三井住友FG、「オリーブ」始動 スーパーアプリで決済と銀証保一体化
2023.02.03 19:41三井住友フィナンシャルグループ(FG)は2月3日、モバイルを軸に多様な金融・非金融サービスをシームレスに完結する個人向け総合金融サービス「Olive(オリーブ)」を発表した。
VisaやSBI証券など外部企業との連携により、3月から一つのIDで金融と決済、証券、保険の4役を担う「スーパーアプリ」を開始し、5年間でアカウント開設数1200万件を目指す。同時に、一つのカードでクレジットカードやデビットカードを切り替えるフレキシブルペイを世界で初めて導入する。
「オリーブ」はモバイル取引を前提とする社会に向けた三井住友FGのリテール戦略の要とし、すべての金融取引のプラットフォームとなる。太田純社長は同日開催の会見で「一つのサービスではなく、金融のニュースタンダードを提案するもの」と語った。
アプリで利用できるサービスは、各分野のリーディングカンパニーとの外部連携で〝オールスター〟をそろえた。「オリーブ」ID発行時にSBI証券の総合口座を開設し、アプリで残高確認や投資信託の取引サイトへ移行する。
保険は2022年11月に開設した保険ポータルサイトを活用し、ライフネット生命保険や三井住友海上火災保険など提携する複数社のサービスから選択する。一つの総合アカウントが全てのサービスにひも付いており、住所変更などの手続きは一度の登録で全サービスへ反映できる。
これらの総合サービスは、グループのポイントサービス「Vポイント」が結び付ける。全国のVisa加盟店の決済に利用できるポイントを、投信や保険商品を含む決済を通じて付与することで、オリーブのサービス内で「ためる」と「使う」を循環させるオープンな経済圏を形成する考え。
決済を担う三井住友カードは、Visaと共同で世界初のフレキシブルペイ対応カードを開発した。アプリ内の簡単な操作で、リアル・デジタル含め一つのカードで瞬時にキャッシュカード、クレジットカード、デビットカード、ポイント払い(プリペイド)の4種類のモードを切り替え、顧客利便性を高めてキャッシュレス決済を促進する。

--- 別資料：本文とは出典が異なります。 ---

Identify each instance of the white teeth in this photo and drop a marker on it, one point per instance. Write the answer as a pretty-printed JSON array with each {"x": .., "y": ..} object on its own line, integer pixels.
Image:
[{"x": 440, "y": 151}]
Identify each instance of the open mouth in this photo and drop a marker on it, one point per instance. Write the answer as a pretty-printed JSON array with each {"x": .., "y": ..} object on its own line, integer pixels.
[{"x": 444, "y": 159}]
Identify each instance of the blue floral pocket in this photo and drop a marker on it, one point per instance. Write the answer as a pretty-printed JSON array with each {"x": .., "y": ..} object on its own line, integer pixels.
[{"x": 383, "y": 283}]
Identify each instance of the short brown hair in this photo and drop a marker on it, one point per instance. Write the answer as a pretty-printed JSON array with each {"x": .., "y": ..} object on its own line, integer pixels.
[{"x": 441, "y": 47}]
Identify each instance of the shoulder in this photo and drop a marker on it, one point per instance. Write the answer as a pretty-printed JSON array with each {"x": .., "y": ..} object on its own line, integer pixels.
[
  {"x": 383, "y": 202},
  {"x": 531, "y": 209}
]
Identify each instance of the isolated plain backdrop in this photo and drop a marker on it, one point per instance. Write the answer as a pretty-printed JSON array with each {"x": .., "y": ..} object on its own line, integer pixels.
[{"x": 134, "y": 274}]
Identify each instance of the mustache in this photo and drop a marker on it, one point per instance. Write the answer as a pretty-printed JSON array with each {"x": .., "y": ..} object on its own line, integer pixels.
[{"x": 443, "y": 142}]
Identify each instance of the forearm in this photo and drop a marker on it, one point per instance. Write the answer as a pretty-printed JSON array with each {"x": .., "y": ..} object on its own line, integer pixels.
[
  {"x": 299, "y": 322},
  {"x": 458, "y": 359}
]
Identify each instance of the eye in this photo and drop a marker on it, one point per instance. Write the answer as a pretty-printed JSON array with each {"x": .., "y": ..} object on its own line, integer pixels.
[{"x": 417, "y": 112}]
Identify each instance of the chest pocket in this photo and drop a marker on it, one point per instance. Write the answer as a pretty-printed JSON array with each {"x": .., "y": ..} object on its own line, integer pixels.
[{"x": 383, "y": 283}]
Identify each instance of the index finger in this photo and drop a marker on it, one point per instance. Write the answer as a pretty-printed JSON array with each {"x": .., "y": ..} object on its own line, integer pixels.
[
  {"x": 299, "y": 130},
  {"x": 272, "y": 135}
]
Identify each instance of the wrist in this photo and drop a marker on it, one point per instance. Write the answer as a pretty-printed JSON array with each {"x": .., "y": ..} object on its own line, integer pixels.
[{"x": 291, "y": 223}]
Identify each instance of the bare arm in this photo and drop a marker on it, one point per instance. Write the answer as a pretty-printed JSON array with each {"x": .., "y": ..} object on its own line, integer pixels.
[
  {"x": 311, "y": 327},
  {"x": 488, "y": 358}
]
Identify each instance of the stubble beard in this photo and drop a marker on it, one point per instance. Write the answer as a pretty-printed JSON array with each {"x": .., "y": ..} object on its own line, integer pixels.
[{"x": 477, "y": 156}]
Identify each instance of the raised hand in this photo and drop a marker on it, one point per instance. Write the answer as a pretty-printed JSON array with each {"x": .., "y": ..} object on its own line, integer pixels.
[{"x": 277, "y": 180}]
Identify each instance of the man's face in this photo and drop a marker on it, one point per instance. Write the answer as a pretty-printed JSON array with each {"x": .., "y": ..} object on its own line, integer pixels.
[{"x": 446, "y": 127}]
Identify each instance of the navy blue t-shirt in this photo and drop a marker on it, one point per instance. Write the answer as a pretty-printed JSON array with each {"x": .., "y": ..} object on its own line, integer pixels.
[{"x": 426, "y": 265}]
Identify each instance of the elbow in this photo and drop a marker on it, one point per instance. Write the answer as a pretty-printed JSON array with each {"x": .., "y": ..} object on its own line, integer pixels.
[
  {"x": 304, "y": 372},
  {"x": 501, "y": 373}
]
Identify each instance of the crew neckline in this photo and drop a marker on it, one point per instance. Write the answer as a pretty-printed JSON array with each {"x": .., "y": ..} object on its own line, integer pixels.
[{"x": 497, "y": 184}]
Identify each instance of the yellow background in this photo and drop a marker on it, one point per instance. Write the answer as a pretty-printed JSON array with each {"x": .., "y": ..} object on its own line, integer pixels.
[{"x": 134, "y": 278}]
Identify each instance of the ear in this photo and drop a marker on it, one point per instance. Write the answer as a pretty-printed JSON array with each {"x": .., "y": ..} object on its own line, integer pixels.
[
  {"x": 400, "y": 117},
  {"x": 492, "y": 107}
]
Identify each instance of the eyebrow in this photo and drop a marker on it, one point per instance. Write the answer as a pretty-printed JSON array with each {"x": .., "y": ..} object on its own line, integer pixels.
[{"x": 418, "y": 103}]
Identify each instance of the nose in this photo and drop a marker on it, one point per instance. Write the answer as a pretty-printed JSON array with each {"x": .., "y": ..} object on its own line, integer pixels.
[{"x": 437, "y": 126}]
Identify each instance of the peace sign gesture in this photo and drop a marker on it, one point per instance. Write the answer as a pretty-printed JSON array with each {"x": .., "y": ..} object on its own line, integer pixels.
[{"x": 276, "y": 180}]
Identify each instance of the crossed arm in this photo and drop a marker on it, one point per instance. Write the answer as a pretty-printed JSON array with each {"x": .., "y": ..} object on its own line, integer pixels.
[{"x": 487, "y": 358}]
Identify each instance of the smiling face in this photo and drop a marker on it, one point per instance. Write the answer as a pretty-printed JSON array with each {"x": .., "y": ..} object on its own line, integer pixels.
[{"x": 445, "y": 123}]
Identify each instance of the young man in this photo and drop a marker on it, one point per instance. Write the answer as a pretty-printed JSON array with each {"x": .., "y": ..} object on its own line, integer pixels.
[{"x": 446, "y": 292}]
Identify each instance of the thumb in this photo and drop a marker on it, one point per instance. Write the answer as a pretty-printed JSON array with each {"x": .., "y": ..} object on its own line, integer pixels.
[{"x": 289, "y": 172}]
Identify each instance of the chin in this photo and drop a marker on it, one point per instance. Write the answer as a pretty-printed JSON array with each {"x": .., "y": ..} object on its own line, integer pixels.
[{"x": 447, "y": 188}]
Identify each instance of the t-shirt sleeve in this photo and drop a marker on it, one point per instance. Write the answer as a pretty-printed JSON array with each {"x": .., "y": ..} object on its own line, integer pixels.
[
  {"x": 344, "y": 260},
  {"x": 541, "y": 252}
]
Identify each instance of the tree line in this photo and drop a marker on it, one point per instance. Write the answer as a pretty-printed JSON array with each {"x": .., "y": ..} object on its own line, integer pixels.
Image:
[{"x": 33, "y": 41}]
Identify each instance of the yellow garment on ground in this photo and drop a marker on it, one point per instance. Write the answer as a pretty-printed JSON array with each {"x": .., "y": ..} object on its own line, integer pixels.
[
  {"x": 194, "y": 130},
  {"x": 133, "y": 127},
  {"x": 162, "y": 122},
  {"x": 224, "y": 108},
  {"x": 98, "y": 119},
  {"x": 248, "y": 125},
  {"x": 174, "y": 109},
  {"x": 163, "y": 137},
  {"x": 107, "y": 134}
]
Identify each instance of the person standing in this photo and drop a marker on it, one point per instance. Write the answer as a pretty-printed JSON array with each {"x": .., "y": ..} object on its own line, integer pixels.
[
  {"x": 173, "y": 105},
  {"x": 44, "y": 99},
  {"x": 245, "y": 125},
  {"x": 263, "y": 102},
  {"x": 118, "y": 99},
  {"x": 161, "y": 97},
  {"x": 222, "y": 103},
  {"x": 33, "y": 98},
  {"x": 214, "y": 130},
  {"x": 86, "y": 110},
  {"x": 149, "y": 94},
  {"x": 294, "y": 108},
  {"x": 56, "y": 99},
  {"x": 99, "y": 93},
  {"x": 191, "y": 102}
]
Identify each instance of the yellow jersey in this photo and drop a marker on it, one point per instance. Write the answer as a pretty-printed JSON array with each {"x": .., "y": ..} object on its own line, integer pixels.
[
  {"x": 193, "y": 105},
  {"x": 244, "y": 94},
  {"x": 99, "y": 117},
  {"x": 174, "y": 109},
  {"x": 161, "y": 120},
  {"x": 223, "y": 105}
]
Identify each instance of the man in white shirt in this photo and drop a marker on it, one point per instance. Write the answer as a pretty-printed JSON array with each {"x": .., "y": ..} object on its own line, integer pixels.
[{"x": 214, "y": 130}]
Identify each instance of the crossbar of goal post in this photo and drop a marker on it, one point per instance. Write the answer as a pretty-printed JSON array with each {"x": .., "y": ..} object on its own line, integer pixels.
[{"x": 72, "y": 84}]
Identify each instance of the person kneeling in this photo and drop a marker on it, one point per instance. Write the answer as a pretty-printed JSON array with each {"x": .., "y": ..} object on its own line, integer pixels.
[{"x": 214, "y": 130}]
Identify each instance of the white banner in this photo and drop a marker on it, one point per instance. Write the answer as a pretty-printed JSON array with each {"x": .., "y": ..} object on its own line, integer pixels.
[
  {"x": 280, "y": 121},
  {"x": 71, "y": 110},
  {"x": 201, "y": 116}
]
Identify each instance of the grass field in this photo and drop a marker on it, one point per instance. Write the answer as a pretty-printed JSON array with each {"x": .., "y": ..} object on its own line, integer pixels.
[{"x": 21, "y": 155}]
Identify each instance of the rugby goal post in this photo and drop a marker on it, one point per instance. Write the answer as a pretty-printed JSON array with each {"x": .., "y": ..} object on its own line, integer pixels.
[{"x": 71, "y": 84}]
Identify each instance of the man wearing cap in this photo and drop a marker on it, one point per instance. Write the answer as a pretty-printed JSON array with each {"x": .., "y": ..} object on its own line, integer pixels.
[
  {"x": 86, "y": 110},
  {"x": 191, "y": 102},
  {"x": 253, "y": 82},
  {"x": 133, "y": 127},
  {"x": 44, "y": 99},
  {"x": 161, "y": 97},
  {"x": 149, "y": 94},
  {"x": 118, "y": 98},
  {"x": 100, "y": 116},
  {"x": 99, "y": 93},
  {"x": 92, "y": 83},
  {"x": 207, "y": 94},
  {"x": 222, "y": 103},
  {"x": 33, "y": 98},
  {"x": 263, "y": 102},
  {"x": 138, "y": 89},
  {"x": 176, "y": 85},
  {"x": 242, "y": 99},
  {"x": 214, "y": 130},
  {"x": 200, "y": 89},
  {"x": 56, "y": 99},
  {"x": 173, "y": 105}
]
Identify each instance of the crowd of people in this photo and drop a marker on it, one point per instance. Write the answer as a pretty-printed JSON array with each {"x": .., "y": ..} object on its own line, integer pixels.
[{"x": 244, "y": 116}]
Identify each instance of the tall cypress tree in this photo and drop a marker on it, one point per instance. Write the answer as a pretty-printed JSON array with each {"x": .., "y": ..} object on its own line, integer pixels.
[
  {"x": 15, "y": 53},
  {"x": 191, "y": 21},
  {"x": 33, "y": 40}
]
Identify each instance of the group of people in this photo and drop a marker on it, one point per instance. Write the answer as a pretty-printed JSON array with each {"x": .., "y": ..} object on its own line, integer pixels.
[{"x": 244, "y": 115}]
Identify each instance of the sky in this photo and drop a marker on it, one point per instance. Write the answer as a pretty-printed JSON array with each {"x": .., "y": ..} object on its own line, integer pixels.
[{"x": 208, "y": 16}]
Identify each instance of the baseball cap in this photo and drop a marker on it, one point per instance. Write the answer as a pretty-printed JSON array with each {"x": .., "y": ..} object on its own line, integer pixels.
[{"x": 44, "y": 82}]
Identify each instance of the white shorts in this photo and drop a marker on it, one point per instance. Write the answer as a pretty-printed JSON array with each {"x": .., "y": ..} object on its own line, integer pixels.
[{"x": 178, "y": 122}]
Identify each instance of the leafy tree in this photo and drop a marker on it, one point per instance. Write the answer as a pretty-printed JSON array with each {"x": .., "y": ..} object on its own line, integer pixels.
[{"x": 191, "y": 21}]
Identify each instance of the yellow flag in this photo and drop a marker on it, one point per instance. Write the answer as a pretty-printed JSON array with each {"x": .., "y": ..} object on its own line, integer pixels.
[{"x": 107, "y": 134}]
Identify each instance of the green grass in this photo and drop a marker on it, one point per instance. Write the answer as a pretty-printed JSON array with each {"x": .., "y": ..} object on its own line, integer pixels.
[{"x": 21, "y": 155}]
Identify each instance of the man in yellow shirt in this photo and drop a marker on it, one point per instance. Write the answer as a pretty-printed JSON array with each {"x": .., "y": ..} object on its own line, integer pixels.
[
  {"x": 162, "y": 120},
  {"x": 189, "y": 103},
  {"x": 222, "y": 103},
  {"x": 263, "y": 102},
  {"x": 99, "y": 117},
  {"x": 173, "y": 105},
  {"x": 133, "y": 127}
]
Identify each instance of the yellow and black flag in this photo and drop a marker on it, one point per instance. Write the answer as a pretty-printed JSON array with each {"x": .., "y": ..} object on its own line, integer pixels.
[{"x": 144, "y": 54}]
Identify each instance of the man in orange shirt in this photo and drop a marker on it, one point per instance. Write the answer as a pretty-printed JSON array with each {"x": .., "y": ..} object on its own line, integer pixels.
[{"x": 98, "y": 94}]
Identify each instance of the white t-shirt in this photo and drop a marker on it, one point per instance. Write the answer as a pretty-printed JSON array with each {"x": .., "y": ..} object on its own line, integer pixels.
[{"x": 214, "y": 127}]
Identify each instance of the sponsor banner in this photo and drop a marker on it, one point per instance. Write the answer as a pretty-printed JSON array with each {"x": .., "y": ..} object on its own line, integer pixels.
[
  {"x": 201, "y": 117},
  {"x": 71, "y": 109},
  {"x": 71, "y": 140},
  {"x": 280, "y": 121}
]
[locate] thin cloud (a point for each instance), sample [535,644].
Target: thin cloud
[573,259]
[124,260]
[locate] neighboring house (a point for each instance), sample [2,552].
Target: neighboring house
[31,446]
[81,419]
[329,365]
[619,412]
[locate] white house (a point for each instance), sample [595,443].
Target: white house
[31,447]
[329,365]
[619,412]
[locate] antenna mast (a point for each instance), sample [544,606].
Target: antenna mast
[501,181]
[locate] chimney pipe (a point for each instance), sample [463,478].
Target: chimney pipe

リテール分野のあらゆる取引がアプリで完結できるようになるため、SMFGの店舗戦略も変化する。SMBC日興証券を含めた高度な資産運用コンサルティングなど、より特別なニーズへの対応に特化する方針。相談向けの店舗は駅前から住宅街に、よろず相談は商業施設内にテナントで入るなど、目的に合わせた配置や規模を想定する。
今後は総合金融サービスに加え、非金融分野にも乗り出す。具体的なサービスは決まっていないものの、グループで展開する定額制高齢者向けサービス「SMBCエルダープログラム」や、ファミリー層向けコミュニケーションアプリ「ファミリーネットワークサービス」、外部企業が提供する生活に沿った商品提案や広告事業など、顧客のライフプランに沿ったサービスの展開を視野に入れる。
3月のサービス開始に合わせて、クレジットカードの初年度年会費無料やポイントの抽選キャンペーンを追い風に、三井住友銀は年間の新規口座開設数で邦銀1位を、三井住友カードは新規入会数を現在の約300万件から500万件を目標に掲げる。銀行や決済の既存アプリは自動的に新サービスに移行する。23年度中に法人カードや提携カードにも対象を広げる計画だ。